Als tandarts besluit je soms om niets meer te doen aan de gebitssituatie van een patiënt en je enkel te beperken tot symptoombestrijding bij pijn of losse gebitselementen. Dit besluit kan een gevolg zijn van de houding van de patiënt, maar ook vanwege zijn/haar financiële middelen. In sommige gevallen kan de tandarts zelf redenen aanvoeren voor een beperkt behandelaanbod. Bijvoorbeeld als de behandelaar heeft bedacht dat een volledige prothese de enige optie is om de huidige gebitsproblemen te verhelpen.

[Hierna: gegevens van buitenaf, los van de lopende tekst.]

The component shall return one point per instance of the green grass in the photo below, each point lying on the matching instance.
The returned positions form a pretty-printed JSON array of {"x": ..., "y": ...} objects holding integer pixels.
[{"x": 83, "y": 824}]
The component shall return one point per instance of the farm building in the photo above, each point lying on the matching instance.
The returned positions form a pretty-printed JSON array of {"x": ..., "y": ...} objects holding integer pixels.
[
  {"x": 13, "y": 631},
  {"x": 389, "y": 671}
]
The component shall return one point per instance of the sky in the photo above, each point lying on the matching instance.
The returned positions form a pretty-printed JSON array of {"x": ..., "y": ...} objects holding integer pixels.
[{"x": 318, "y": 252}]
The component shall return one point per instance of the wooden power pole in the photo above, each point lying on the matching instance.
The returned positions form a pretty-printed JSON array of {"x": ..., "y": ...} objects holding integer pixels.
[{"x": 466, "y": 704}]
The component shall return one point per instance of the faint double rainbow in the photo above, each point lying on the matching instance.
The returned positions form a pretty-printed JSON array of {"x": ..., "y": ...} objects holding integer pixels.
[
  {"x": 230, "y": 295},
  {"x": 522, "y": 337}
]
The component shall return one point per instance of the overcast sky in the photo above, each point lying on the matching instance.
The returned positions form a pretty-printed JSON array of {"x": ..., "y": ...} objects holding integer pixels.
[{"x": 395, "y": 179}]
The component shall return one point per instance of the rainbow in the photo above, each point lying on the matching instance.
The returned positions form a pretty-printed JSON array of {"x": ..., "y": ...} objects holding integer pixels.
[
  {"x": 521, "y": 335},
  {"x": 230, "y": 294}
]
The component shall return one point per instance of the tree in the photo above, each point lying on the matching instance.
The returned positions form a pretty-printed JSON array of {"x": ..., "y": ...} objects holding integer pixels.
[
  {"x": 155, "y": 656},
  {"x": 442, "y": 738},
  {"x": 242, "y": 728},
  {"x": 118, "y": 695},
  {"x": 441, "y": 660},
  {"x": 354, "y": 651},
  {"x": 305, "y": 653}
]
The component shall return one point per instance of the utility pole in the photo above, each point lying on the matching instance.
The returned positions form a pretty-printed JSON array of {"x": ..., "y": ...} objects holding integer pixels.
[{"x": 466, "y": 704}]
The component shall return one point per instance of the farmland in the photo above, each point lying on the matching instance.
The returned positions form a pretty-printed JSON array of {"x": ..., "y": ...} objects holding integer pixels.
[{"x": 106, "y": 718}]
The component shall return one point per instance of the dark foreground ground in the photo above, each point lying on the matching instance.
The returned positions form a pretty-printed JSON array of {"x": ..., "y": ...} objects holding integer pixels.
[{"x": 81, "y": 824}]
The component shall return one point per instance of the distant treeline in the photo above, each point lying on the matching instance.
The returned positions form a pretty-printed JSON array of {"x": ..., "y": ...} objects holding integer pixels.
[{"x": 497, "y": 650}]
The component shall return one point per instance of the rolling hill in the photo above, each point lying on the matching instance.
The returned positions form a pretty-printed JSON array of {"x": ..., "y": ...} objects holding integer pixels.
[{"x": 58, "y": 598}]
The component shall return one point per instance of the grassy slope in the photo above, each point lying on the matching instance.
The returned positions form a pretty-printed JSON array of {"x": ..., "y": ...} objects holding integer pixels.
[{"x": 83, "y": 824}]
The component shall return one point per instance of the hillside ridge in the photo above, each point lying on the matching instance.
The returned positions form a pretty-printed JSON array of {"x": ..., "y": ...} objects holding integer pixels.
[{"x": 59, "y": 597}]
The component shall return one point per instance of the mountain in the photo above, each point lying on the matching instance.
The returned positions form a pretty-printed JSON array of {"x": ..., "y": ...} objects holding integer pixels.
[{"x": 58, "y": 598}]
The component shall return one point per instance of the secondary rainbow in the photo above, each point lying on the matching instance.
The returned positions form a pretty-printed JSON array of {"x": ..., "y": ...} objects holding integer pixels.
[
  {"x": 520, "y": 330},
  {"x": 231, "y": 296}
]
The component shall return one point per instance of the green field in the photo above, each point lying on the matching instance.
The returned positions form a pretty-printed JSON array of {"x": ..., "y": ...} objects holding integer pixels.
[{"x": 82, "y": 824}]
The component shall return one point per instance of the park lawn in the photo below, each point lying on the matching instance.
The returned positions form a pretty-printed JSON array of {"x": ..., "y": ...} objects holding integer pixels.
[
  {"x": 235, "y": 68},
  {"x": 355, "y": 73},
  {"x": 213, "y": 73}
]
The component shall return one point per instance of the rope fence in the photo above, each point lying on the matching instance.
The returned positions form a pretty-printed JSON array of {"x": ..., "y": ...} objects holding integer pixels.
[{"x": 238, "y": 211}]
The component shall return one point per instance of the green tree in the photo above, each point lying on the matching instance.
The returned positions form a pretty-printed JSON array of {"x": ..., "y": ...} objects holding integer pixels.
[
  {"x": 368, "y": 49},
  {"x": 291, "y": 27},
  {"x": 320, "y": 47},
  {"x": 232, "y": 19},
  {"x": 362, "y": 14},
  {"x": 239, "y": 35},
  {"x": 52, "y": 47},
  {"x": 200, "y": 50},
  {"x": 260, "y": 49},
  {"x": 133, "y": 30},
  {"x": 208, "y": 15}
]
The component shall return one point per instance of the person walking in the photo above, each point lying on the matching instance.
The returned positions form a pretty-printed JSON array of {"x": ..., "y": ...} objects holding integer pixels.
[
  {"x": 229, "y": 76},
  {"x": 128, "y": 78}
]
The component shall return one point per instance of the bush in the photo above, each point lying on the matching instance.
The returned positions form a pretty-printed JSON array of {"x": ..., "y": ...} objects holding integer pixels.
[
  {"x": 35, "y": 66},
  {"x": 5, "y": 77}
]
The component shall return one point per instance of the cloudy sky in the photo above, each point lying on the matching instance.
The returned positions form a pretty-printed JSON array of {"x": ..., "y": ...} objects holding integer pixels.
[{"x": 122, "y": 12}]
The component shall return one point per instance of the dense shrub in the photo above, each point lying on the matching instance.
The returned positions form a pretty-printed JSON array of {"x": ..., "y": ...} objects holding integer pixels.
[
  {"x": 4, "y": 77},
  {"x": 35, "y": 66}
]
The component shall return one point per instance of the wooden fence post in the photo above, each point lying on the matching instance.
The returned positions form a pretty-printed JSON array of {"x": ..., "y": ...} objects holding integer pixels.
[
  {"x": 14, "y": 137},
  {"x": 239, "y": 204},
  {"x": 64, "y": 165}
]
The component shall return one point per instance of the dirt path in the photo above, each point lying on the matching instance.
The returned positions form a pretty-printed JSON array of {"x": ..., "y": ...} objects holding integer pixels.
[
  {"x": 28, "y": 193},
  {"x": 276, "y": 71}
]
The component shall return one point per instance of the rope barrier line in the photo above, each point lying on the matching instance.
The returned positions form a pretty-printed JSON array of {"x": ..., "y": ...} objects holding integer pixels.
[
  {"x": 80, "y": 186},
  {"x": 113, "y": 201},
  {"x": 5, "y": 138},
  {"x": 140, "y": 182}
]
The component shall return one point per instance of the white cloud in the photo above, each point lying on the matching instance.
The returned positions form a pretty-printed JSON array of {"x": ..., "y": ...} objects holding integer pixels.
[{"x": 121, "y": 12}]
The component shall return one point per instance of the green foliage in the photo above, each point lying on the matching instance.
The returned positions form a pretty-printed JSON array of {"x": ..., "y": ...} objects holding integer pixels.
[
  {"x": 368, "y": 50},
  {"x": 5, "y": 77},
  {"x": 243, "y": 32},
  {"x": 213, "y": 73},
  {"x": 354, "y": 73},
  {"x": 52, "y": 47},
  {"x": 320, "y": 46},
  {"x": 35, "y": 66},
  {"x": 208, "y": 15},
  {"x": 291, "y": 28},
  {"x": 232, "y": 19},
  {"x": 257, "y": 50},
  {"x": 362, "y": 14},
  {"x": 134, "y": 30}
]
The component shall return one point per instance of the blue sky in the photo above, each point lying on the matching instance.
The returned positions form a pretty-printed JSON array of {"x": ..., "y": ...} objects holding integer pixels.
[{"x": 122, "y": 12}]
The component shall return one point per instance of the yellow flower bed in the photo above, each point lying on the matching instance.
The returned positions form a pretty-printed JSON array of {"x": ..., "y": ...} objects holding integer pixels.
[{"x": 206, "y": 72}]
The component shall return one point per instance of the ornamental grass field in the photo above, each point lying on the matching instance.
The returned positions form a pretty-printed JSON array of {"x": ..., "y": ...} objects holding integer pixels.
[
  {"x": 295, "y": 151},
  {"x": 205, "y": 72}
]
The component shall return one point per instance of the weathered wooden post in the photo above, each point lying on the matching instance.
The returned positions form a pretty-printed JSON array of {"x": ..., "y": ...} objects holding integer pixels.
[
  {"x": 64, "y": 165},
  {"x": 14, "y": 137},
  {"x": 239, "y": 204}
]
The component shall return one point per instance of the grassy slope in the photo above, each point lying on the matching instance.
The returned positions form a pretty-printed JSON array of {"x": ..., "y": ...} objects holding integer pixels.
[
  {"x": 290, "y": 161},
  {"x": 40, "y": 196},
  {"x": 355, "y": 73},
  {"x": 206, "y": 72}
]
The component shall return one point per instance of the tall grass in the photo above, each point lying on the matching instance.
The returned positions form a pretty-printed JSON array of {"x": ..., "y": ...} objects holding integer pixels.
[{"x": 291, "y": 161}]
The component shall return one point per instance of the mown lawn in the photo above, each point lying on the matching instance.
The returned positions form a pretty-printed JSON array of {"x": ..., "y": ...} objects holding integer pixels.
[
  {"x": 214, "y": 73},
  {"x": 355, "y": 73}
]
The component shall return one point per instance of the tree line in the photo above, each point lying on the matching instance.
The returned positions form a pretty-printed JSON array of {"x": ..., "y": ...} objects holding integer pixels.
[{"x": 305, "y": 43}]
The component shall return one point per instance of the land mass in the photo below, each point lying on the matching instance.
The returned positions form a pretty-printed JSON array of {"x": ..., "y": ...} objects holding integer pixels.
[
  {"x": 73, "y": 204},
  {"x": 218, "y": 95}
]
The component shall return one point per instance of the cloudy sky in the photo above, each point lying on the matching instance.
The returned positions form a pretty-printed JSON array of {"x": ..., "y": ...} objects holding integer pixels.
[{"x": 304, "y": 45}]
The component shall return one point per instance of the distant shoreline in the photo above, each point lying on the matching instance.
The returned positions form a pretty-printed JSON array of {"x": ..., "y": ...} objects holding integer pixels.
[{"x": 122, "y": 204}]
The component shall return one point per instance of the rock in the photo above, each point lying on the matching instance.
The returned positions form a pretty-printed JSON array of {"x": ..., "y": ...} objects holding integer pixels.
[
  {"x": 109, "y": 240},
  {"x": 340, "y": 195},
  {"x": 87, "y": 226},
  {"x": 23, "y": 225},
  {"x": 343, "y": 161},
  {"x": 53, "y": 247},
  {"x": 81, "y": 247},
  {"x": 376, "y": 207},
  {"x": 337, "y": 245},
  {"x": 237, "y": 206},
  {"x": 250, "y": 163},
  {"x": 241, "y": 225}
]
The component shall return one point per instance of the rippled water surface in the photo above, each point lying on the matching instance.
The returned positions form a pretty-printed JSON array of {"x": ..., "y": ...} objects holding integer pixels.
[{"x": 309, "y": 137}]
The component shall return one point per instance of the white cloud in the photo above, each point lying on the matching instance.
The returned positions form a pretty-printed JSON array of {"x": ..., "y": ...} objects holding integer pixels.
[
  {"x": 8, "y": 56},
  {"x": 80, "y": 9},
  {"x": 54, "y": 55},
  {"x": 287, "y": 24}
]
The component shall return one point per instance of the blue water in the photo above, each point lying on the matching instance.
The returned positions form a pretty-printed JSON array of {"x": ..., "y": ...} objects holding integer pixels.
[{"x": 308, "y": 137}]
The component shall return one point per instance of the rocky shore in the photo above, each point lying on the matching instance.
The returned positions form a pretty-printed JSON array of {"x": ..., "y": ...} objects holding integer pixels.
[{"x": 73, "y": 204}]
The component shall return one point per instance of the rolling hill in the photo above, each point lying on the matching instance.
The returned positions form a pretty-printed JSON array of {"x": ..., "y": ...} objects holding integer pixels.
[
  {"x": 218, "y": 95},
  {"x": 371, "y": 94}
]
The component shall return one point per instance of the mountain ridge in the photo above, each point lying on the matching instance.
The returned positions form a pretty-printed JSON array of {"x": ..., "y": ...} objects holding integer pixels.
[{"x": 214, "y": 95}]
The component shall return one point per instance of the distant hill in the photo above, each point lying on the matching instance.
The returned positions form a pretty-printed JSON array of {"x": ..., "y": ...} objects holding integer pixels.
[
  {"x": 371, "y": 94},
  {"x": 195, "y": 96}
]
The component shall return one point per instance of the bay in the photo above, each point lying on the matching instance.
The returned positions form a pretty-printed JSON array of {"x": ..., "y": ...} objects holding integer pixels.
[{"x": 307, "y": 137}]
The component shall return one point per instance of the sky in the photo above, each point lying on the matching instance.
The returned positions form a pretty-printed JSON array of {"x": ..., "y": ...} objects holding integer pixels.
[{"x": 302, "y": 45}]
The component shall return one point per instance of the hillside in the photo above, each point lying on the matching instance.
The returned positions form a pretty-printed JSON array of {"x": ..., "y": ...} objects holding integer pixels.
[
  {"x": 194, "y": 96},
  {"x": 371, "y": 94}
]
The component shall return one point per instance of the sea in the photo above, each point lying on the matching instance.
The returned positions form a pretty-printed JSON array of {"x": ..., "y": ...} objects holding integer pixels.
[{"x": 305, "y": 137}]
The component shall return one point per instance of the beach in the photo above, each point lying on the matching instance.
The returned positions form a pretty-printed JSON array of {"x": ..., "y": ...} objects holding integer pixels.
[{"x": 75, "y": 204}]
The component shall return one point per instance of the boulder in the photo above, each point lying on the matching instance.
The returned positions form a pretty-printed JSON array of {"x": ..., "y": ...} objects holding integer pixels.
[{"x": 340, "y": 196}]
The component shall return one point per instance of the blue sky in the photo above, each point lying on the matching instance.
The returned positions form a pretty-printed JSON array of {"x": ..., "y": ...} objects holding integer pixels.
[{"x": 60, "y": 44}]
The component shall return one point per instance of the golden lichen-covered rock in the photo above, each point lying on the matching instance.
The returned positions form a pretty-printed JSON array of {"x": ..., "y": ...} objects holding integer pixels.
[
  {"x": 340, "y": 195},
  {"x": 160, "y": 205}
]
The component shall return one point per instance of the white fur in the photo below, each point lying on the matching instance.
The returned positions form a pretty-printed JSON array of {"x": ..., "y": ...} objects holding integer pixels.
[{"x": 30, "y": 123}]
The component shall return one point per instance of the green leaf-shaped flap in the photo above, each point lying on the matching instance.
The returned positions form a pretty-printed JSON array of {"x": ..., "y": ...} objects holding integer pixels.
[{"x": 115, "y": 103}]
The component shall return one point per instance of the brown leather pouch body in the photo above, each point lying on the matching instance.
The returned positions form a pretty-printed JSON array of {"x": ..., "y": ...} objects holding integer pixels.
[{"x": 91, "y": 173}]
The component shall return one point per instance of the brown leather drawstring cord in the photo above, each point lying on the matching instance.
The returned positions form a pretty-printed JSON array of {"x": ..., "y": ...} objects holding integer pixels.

Deze casus betreft een vrouwelijke patiënt van 55 jaar die 19 jaar lang op controle is geweest bij haar vorige tandarts, maar daar nooit enige vorm van behandeling (of verwijzing naar een collega) aangeboden heeft gekregen. Het gevolg is dat zij een forse uitgroei van haar bovenfront heeft, wat bij haar heeft geleid tot een lip-interpositie. Hierdoor zijn problemen met spraak, functie en esthetiek ontstaan. Op dat moment, het is 2004, bespreek ik met de patiënt de noodzaak een behandeltraject van twee tot drie jaar aan te gaan, om daarna te zien welke vervolgstappen wenselijk en mogelijk zijn. In januari 2007 was deze rehabilitatie voltooid. Inmiddels zijn we bijna 13 jaar verder en het tandheelkundige sein staat nog steeds volop op groen. Bij aanvang van de casus in 2004 was er sprake van de volgende problematiek (afbeelding1–4):

- Klasse II-kaakrelatie (1 p.b.disto).
- Forse uitgroei van het bovenfront met lip-interpositie.